Opponents of the effort worry that government would wind up paying for religion. They also object to allowing taxpayer-funded groups to hire and fire based on religious persuasion.

Thwarted by Congress, the president has sidestepped lawmakers with executive orders and regulations to give religious organizations equal footing in competing for federal contracts. He is still fighting for legislation that would give religious groups access to federal funds as long as their services are available to anyone.

The goal is to make sure that grassroots leaders can compete on an equal footing for federal dollars, receive greater private support and face fewer bureaucratic barriers, the White House says.

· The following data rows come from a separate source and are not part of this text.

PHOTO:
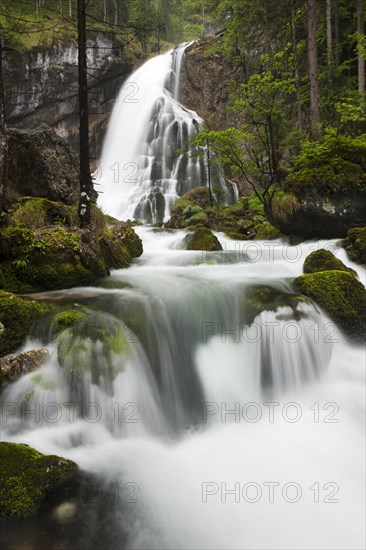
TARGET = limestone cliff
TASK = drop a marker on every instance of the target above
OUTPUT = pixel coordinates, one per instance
(41, 88)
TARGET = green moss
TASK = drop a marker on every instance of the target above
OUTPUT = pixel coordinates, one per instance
(324, 260)
(17, 316)
(96, 347)
(27, 477)
(355, 245)
(202, 239)
(66, 319)
(341, 296)
(267, 231)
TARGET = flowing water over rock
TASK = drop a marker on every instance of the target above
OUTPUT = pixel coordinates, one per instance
(148, 160)
(226, 411)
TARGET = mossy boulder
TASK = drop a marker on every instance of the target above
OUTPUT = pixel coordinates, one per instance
(28, 477)
(355, 245)
(202, 239)
(16, 318)
(95, 348)
(58, 257)
(13, 367)
(324, 260)
(342, 297)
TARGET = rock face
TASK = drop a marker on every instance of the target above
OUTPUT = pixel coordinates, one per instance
(41, 87)
(28, 477)
(15, 366)
(204, 85)
(355, 245)
(41, 164)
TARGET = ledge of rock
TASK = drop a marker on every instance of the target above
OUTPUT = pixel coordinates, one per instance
(28, 477)
(13, 367)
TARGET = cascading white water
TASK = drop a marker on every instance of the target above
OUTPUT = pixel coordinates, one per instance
(204, 384)
(147, 160)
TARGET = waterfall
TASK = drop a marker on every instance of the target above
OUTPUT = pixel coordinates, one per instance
(147, 160)
(208, 396)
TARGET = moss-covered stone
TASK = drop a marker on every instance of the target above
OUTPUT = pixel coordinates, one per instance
(324, 260)
(341, 296)
(58, 257)
(66, 319)
(355, 245)
(27, 477)
(16, 317)
(202, 239)
(95, 348)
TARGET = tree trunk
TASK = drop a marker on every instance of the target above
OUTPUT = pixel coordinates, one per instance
(329, 33)
(86, 184)
(361, 60)
(105, 17)
(3, 138)
(313, 70)
(296, 65)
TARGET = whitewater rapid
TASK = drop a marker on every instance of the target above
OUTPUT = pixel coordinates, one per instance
(215, 460)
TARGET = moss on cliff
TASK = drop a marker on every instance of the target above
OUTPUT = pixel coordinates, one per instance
(27, 477)
(355, 245)
(16, 318)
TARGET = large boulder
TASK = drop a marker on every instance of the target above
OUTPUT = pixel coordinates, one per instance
(341, 296)
(16, 318)
(57, 256)
(27, 477)
(41, 164)
(324, 260)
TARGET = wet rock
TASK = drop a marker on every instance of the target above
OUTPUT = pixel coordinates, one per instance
(28, 477)
(202, 239)
(324, 260)
(355, 245)
(341, 296)
(15, 366)
(41, 164)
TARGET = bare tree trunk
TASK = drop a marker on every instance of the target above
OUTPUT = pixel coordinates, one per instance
(3, 137)
(115, 15)
(361, 60)
(105, 17)
(313, 70)
(329, 33)
(86, 184)
(296, 65)
(336, 35)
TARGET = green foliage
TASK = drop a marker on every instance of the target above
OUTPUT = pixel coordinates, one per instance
(324, 260)
(341, 296)
(334, 165)
(16, 318)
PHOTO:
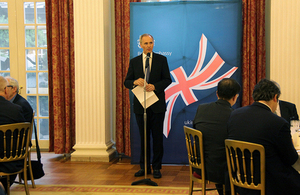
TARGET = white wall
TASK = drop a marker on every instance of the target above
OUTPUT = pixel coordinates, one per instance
(283, 47)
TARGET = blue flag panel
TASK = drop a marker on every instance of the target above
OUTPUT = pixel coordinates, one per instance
(202, 42)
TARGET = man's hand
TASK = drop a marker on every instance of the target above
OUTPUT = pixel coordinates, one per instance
(150, 87)
(139, 82)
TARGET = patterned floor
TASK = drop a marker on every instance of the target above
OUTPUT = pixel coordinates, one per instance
(101, 189)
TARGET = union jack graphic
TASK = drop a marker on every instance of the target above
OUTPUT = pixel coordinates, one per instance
(204, 76)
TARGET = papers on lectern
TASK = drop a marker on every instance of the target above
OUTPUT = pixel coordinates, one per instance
(151, 98)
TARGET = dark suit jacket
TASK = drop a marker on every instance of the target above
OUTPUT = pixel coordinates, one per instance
(159, 77)
(10, 113)
(257, 124)
(288, 111)
(27, 110)
(211, 119)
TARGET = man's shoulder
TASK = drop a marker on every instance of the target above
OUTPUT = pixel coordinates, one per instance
(156, 55)
(20, 100)
(285, 103)
(136, 58)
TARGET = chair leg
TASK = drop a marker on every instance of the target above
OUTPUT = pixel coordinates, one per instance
(8, 185)
(204, 188)
(30, 169)
(191, 186)
(25, 183)
(31, 174)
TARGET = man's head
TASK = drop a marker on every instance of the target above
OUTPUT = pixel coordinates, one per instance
(268, 92)
(147, 43)
(228, 89)
(3, 87)
(12, 87)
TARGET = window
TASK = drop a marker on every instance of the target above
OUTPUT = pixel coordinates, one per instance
(23, 56)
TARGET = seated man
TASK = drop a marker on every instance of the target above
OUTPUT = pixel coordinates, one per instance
(9, 113)
(211, 119)
(14, 97)
(257, 123)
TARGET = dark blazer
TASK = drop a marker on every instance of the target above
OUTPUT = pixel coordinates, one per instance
(159, 77)
(257, 124)
(10, 113)
(211, 119)
(27, 110)
(288, 111)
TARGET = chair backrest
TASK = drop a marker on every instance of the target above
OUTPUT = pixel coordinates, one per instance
(246, 165)
(194, 145)
(14, 141)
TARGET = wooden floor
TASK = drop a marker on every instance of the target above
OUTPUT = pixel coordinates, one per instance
(60, 170)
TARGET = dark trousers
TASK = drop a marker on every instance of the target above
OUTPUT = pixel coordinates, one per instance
(155, 129)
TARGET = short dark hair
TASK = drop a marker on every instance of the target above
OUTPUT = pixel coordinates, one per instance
(265, 90)
(228, 88)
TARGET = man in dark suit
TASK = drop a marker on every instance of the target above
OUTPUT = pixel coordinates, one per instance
(257, 123)
(159, 79)
(14, 97)
(9, 113)
(211, 119)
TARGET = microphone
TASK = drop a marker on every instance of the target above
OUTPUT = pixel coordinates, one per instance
(147, 60)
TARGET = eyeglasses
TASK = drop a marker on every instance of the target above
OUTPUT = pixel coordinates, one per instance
(9, 86)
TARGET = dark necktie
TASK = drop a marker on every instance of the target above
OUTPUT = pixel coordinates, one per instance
(147, 69)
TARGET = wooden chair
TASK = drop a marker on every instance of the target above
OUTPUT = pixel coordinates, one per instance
(246, 165)
(194, 145)
(29, 157)
(14, 144)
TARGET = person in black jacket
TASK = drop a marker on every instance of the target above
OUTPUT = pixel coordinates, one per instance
(257, 123)
(211, 119)
(9, 113)
(14, 97)
(159, 79)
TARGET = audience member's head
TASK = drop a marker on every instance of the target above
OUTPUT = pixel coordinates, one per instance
(12, 87)
(3, 87)
(228, 88)
(265, 90)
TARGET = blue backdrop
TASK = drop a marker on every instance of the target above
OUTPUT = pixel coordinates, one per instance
(202, 42)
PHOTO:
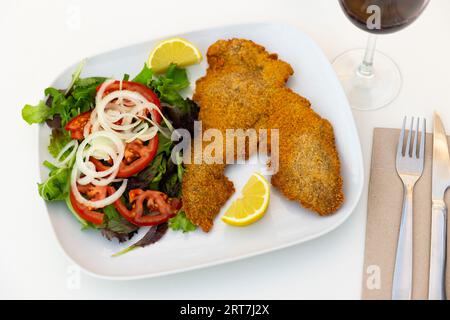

The White House is targeting for help organizations that serve at-risk youth, ex-offenders, the homeless and the hungry, substance abusers, welfare-to-work families, and those with HIV or AIDS.

At a regional conference on the subject in March, Bush said the efforts of religious and community organizations "will change our nation for the better."

The Bush administration is offering participants in the national conference networking opportunities with Cabinet agency officials and is urging those who attend to stay in town an extra day and spread the word to lawmakers "about the good work you are doing in your community," the White House says on its Internet site.

The White House calls the president's faith-based initiative "a fresh start and bold new approach to government's role in helping those in need."

Two weeks ago, the president took that message to Wisconsin, a state he lost by less than 6,000 votes four years ago and where he is running a tight race against Democratic rival John Kerry.